L’endroit où je me trouve est exactement comme je me l’étais imaginé. Un fauteuil long, une bibliothèque, un grand bureau et trois chaises confortables. Je consulte une psychologue depuis un peu plus de deux ans, elle est assise à côté de moi et me regarde avec compassion. Nous sommes dans le bureau d’un psychiatre. Depuis un an, elle tente de me sortir du déni face à un possible diagnostic. Aujourd’hui, j’ai décidé d’en avoir le cœur net. Je n’ai jamais vu de psychiatre. Il me pose des questions durant ce qui me paraît être une éternité. Plus il parle, plus j’ai l’impression que je fuis dans ma tête. Le psychiatre annonce être prêt à apposer deux diagnostics en plus de celui que j’ai déjà. Je sais ce qu’il va dire, son non-verbal est flagrant. J’ai envie de fuir. Il nomme que je suis un cas typique de trouble dissociatif de l’identité. Le temps s’arrête, je sens le sol vouloir m’avaler et j’ai cette impression que je vais être malade. Comme pour être certain que j’ai bien entendu, il me répète : vous avez un trouble dissociatif de l’identité! Je voudrais crier, ma tête tourne et je dois me rappeler de respirer. Pour une personne qui se considérait « normale », j’ai un trouble de l’attachement, un trouble de stress post-traumatique et un TDI. On va devoir redéfinir la normalité.

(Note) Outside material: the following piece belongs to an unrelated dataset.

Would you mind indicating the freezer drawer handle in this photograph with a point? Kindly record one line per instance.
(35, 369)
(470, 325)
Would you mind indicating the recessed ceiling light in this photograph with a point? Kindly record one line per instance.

Est-ce que je peux nier? Certainement! Toutefois, je vous invite dans ma tête. Pendant la durée de l’entrevue, ma concentration était difficile parce que j’entends cette petite fille qui aime se balancer, une jeune adulte anglophone qui a envie de dire sa façon de penser au psychiatre crie son désaccord et finalement, cette voix d’un adolescent me disant de lancer ma bouteille près de la fenêtre pour faire diversion dans le but que je puisse m’enfuir. Je vous présente Anne-Sophie, Phoebe et Victor. Dire leur nom a été souffrant parce que cela confirmait mon diagnostic.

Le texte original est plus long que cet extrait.